After stopping in at the Carnegie Deli for a sandwich that was still made the way he remembered, Wing was ready to meet a very important part of his past.
It was just past seven o’clock when Wing got off the elevator and rang the doorbell in the foyer of the penthouse. It wasn’t the one he had lived in with his employer, friend, and partner Lee Travis, but it was similar enough to evoke old memories. However, when the door opened, the flood of memories was overwhelming.
“Linda?” he asked of the woman who stood before him. “Linda Travis?”
“Oh, dear God in Heaven! Not again!” came the whispered reply. “Wing? Uncle Lee said you couldn’t come back! Was he wrong? Oh, please, let him have been wrong!”
There, in the doorway, the two embraced.
Wing How and Linda Travis sat on a balcony, looking out over the Manhattan skyline. It had taken her a while to become accustomed not only to the idea of Wing still being alive, but his new, larger frame and muscular build. Once the strangeness of it all had passed, it was like old times again.
“You always did like sitting out at night, didn’t you?” he asked.
“It’s the only time that this city seems peaceful,” said Linda. “You can look out there and almost imagine that we’re living up to the promise of a free society.”
“From what I’ve been hearing, we aren’t quite there, yet, are we?” Wing sighed as he looked out toward the river. “Lee never stopped believing that we could do better.”
“I know. He and Dad were two of a kind. Remember, you taught me to read with Uncle Lee’s editorials.” Linda leaned her head back, eyes closed, a smile on her face.
“Well, I figured that if I was going to be teaching you, I should try teaching you more than just reading. That’s how Lee taught me to read.” Wing chuckled. “At least I had a pupil who understood English.”

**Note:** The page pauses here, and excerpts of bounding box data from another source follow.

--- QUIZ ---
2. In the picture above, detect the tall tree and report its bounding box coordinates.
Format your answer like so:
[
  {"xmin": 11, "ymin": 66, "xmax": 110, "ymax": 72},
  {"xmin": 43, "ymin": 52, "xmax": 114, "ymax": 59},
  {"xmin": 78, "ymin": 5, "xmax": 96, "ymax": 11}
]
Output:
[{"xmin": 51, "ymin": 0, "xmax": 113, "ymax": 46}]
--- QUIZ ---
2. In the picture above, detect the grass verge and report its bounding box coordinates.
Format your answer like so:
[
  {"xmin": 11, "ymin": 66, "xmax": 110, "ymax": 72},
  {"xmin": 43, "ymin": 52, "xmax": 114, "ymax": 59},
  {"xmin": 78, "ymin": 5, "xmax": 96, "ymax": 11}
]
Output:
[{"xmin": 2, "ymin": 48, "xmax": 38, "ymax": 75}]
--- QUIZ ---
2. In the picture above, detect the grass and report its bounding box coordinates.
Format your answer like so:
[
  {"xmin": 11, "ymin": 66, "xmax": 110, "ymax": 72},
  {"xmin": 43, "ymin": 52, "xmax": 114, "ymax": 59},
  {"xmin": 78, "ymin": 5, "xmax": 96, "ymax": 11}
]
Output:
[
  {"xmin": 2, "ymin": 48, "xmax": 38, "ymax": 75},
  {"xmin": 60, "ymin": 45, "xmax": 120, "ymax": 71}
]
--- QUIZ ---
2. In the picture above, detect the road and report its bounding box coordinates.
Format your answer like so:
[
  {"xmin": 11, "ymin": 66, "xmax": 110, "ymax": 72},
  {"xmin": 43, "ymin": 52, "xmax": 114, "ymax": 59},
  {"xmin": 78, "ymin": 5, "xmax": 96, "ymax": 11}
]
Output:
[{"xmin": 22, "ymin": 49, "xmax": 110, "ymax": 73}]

“Awww, Wing, I still remember those nights I spent at Uncle Lee’s penthouse. He was supposed to be babysitting me, but it was always you that looked after me.” Linda picked up a wineglass and took a sip. “Of course, it wasn’t until many years later that I found out why he was gone most nights. And then you even joined in on the crime-fighting, eh?”
“Yes, though I didn’t put on a costume until the summer of ’41, about a month before the Seven Soldiers of Victory were formed. (*) Poor Lee. He tried his best to keep me out of danger, but it didn’t work out that way.”
[(*) Editor’s note: See The Crimson Avenger, World’s Finest Comics #4 (Winter, 1941).]
“Oh? How did that all come about?”
Wing leaned back in his chair and stretched his arms out in front of him. “Well, it all started when Lee was sent to jail.”